ISomeInterface adapter = (ISomeInterface) someAdaptable.getAdapter(ISomeInterface.class);
if (adapter == null) {
// optional feature not supported
} else {
// optional feature is supported...use it!

This makes it possible to introduce new API (ISomeInterface) in plugin separate from filetransfer API, or in same plugin. It's quite handy, also, in the use of the IAdapterManager OSGi service/extension point, which lets new plugins set themselves up as implementers of a given interface declaratively. In any event, we don't have to use this mechanism to introduce new API, but we can if necessary/desired and it will have minimal impact on existing API.

- retrieving information from special headers (like Content-Disposition)
- detecting URL redirections to final mirrors

I'm not sure what you are going to use to implement this, but would be curious to find out.
If you download a file from an URL, you have to discover the filename if user doesn't specify it explicitly. The most precise solution is parsing the Content-Disposition header if it's available (browsers use it for determining the name of the file to save). Unlike other http headers, Content-Disposion has a very complex syntax. We should be able to parse it properly.
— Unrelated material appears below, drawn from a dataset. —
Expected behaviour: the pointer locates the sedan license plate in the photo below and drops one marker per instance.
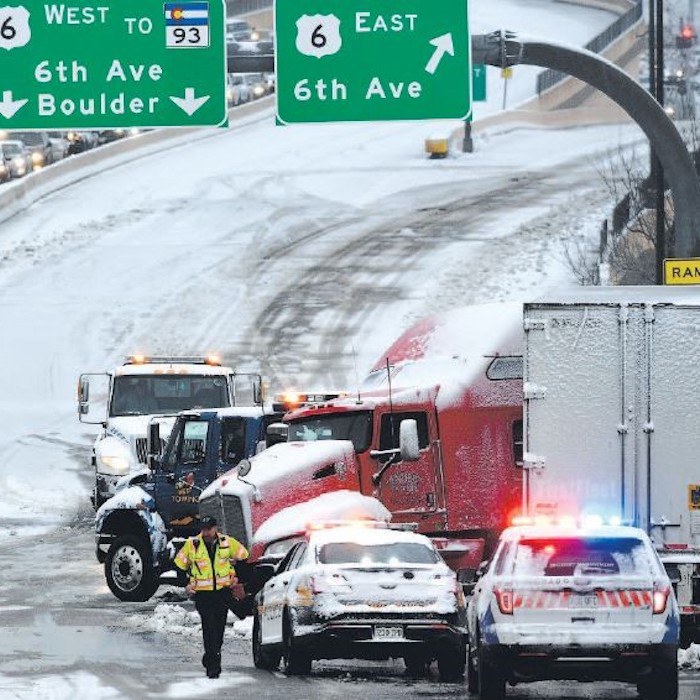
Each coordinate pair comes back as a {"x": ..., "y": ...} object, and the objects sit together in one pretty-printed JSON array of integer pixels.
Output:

OK. Do all http x.y servers support Content-Disposition? Could you also point to the spec for it (w3c?) just for my information? And do you know if Apache httpclient 3.0.1 implements the parsing of Content-Disposition? If so, then perhaps the existing org.eclipse.ecf.provider.filetransfer.httpclient could simply be modified.

Detecting URL redirections would help us in statistics collection. It would be wrong to assign statistics belonging to different mirrors to one URL covering all the mirrors. This is why we should detect that reading from the covering URL points to different mirrors on different retrieval attempts. Finally we could automatically deprecate using some of the black-listed mirrors to avoid speed or timeout problems.

OK, this does sound like new API/interfaces for collecting these statistics.

I think you would need to describe what statistics are desired here. We can easily add adapter interfaces for collecting statistics associated with a given file retrieval/all to ecf or individual providers, but would need to know what stats are of interest.

The most interesting statistics:
- average download speed (related to concrete mirrors, geographical provider/consumer location, day time etc.)
- amount of bytes downloaded from particular location / during particular time period
- frequency of timeouts including timeout values
- etc.

We could share the statistics among users in an application by storing them on a server (the downloader would send the statistics to the server automatically). This would prevent users from attempts to access corrupted/slow repositories.

OK. Remy may want to comment on the overlap of these statistics with bittorrent (have you looked at bt as a possible approach? as it's pretty ubiquitous) and whether or not a common stats api could/should be created for both. Remy is the committer that did the bittorrent impl. We won't be able to do that immediately, given Europa finishing work, as I'm sure you understand.